Meditation practice and using an inhaler can have surprising parallels
Two years ago, my doctor recommended something my Zen teacher, Cheri Huber, has been recommending since I first met her in 1984.
"Pay attention to your breathing," he said.
His reasons were different from Cheri's.
"You have asthma," he explained.
At first, I didn't hear the part about breathing. I didn't make the connection between asthma and my spiritual path. I did not say, laughingly, as Cheri often does in response to unwelcome news, "Oh happy blessed opportunity!"
Instead, I heard "chronic incurable disease" and "daily medication for the rest of your life" and "avoid things you're allergic to, including dust, pollen, dairy products, and your beloved mutt, Rocky."
Yikes! I love my allergens! I didn't want to fear flowers and trees. I crave cheese, yogurt, milk. And there was no way I was giving up Rocky.
Plus, I'm a professional speaker. I use my voice--including my breath--to earn a living. I can't cough through keynotes.
And I'm an athlete. Sports require breathing. I can't have a "breathing disease"!
Except--I do. Along with 15 million other Americans, I "suffer from asthma," as it says in my "You and Your Asthma" brochure.
Buddhism is "the path that leads to the extinction of suffering." Cheri says people seek enlightenment when they've suffered enough. After coughing convulsively for two months and cracking two ribs in the process, I had suffered enough. (My asthma is atypical, apparently, in that its primary symptom is coughing rather than wheezing.)

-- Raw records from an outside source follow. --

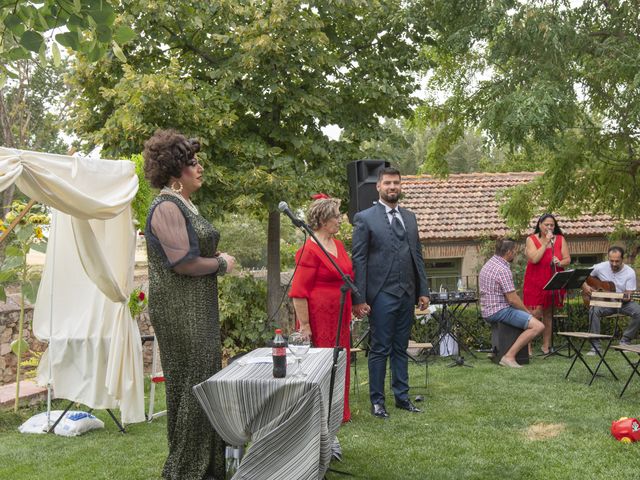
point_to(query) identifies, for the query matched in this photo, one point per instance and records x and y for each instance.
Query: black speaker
(363, 176)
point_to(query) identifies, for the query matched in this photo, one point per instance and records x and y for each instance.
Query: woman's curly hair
(165, 154)
(321, 211)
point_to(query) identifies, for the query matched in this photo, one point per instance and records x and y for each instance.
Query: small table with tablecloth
(283, 419)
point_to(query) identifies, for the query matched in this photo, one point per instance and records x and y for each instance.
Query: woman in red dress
(547, 252)
(316, 283)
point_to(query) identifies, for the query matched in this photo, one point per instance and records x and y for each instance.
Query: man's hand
(423, 303)
(361, 310)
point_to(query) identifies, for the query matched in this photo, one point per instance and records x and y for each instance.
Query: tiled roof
(464, 207)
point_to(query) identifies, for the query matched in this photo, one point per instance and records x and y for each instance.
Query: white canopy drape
(94, 351)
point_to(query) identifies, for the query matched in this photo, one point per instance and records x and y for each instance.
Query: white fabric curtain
(95, 350)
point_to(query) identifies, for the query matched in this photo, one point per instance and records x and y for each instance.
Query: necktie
(396, 226)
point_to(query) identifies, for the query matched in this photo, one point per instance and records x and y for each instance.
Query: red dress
(538, 274)
(317, 280)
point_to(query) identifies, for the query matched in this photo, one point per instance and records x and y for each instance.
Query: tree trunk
(274, 292)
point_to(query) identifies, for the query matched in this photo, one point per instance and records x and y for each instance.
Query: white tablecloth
(283, 419)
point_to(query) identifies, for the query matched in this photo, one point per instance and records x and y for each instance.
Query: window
(443, 273)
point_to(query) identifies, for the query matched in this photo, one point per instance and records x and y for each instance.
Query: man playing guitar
(623, 277)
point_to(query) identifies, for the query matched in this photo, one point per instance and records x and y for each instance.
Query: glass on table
(299, 344)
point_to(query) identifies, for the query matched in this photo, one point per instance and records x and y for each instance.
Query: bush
(243, 313)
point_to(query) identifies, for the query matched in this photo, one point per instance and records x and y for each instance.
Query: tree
(29, 29)
(257, 81)
(554, 82)
(405, 145)
(30, 116)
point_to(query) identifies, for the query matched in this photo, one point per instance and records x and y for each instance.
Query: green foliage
(257, 82)
(28, 30)
(31, 110)
(243, 313)
(137, 302)
(554, 84)
(144, 196)
(28, 233)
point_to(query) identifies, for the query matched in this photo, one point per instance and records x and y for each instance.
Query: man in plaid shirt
(500, 303)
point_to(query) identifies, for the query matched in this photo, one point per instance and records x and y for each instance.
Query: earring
(176, 189)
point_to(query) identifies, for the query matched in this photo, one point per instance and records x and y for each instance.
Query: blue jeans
(511, 316)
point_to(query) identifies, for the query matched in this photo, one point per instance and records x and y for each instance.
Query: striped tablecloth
(283, 419)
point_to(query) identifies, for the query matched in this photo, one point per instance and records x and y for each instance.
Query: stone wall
(9, 318)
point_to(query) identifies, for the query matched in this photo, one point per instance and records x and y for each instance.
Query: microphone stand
(554, 292)
(347, 284)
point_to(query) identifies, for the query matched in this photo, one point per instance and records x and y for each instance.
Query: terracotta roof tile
(464, 206)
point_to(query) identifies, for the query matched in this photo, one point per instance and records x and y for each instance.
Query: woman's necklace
(187, 203)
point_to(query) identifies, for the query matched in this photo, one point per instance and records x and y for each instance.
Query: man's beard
(390, 197)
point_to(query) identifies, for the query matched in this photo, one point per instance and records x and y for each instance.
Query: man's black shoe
(378, 410)
(408, 406)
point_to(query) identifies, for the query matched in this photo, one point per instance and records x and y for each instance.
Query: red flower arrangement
(137, 302)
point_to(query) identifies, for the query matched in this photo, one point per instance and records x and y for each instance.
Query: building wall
(469, 252)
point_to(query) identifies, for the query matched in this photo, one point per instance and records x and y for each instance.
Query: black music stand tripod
(566, 280)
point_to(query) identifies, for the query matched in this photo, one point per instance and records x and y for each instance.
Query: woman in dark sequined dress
(183, 302)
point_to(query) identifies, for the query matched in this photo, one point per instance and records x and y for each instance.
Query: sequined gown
(184, 313)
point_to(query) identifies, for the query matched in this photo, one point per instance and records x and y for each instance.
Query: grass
(486, 422)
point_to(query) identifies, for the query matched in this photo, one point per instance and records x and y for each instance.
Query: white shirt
(624, 280)
(388, 209)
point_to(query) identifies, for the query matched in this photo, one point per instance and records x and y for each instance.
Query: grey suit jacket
(373, 247)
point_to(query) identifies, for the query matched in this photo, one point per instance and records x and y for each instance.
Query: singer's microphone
(284, 208)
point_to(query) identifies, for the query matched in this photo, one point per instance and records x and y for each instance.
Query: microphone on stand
(284, 208)
(553, 265)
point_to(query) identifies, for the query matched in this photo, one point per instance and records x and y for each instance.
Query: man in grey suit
(391, 279)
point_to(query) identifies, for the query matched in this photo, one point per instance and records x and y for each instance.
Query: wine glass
(299, 344)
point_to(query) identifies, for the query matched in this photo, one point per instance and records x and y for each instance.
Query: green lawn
(476, 425)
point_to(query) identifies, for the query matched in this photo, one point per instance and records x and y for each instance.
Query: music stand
(566, 280)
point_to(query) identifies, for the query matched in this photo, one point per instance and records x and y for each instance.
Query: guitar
(606, 286)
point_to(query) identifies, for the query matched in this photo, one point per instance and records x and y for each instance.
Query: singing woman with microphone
(547, 253)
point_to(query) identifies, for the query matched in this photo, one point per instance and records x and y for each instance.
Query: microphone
(284, 208)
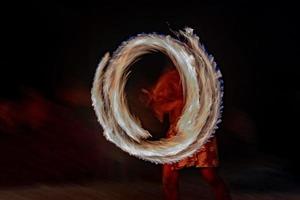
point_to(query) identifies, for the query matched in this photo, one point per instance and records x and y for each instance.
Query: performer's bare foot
(170, 183)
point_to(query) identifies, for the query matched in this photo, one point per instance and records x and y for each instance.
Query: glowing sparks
(202, 90)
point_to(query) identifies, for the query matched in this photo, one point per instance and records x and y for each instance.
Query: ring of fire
(202, 88)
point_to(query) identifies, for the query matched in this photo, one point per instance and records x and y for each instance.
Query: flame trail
(202, 89)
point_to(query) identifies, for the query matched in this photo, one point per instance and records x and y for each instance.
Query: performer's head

So I started taking my doctor's (and Cheri's) advice.
Funny, I'd never really paid attention to my breath before. Despite more than a dozen years of meditation, I'd never questioned the fact that I rarely breathe through my nose. I knew I had allergies--and I knew, without testing, exactly what I was allergic to--but it had never occurred to me to avoid those things. Instead, I accommodated my chronic runny nose and post-nasal drip by littering my house with Kleenex boxes, stuffing pocket packs into every purse, swallowing Sudafed before any public appearance.